Дальше они шли еще медленнее, словно нарочно растягивая дорогу и отдаляя час расставания. И все говорили о церкви. Женщина рассказывала о человеке, приехавшем из уезда:
— Такой уж красный, что дальше некуда… Говорит, во всех церквях надо оставить только стены, а что выше — разрушить, посрывать головы рассадникам опиума. И он, право же, это сделает, его не остановишь.
Волнение женщины передалось и Сорокину, он поверил, что захаричскую церковь и впрямь могут разрушить. Такие случаи уже имели место. Совсем недавно в Тверской губернии взорвали древний собор, чтобы кирпичом и щебнем вымостить дорогу. Виновных наказали, а ценнейший памятник древнерусского зодчества утрачен навсегда. Творили это безрассудство неучи, случайно получившие в свои руки власть. Примитивно понимая слова гимна о старом мире, который должен быть разрушен «до основанья», они с усердием претворяли их в жизнь.
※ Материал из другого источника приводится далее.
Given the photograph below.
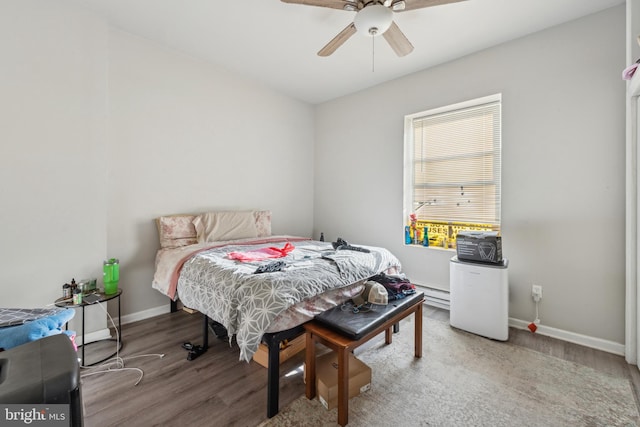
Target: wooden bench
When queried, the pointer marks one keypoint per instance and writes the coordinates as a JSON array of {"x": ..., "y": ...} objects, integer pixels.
[{"x": 379, "y": 320}]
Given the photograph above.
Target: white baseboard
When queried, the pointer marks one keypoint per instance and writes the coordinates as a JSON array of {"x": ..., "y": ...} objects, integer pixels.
[
  {"x": 89, "y": 337},
  {"x": 146, "y": 314},
  {"x": 440, "y": 298},
  {"x": 585, "y": 340}
]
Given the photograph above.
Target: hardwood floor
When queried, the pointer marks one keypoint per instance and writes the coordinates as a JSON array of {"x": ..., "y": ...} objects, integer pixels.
[{"x": 218, "y": 389}]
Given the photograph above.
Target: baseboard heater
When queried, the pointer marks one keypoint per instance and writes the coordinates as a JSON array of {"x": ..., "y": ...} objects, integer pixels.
[{"x": 435, "y": 297}]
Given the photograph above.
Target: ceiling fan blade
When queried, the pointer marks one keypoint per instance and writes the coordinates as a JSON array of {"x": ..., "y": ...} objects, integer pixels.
[
  {"x": 397, "y": 40},
  {"x": 338, "y": 40},
  {"x": 332, "y": 4},
  {"x": 419, "y": 4}
]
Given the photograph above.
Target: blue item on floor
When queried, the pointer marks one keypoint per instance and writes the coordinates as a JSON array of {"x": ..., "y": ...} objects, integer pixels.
[{"x": 42, "y": 325}]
Но удивляло, что среди этих новоявленных «культуртрегеров» встречались и люди образованные, — с ними бороться было труднее. Сорокин боролся, и именно его решительным вмешательством было спасено немало ценных памятников культуры. Два года назад, например, он не дал уничтожить древние печатные доски. Было это так.
При обследовании закрытой приказом уездного ревкома церкви Сорокин увидел, как из ее подвала красноармеец-повар выносил какие-то черные доски и сваливал у походной кухни. Сорокин взял одну такую доску и обомлел: по ней бежали ровные строчки букв. Он вырвал из рук повара вторую доску, которую тот уже запихивал в топку, и постарался разъяснить ему, что он жжет. «Поповский дурман, — ответил повар без тени сомнения. — Мне приказали спалить это». — «Кто приказал?» — «Во-он тот начальник из уезда», — указал повар на смуглого худого парня в очках. Сорокин набросился на парня: «Это же старинные печатные доски, как вы могли отдать приказ жечь их?!» — «Ну и что, — ответил тот, — а вы посмотрите, что на них. Текст „Апостола“. Нужен он народу?» Повар, которого такое сухое топливо очень соблазняло, принялся запихивать в топку очередную доску. А когда Сорокин вырвал у него и эту, он схватил с повозки карабин, лязгнул затвором: «Ах ты, контра недорезанная, поповская! Чего из рук рвешь! Мне обед варить надо!» На счастье, случился поблизости комиссар, и все уладилось.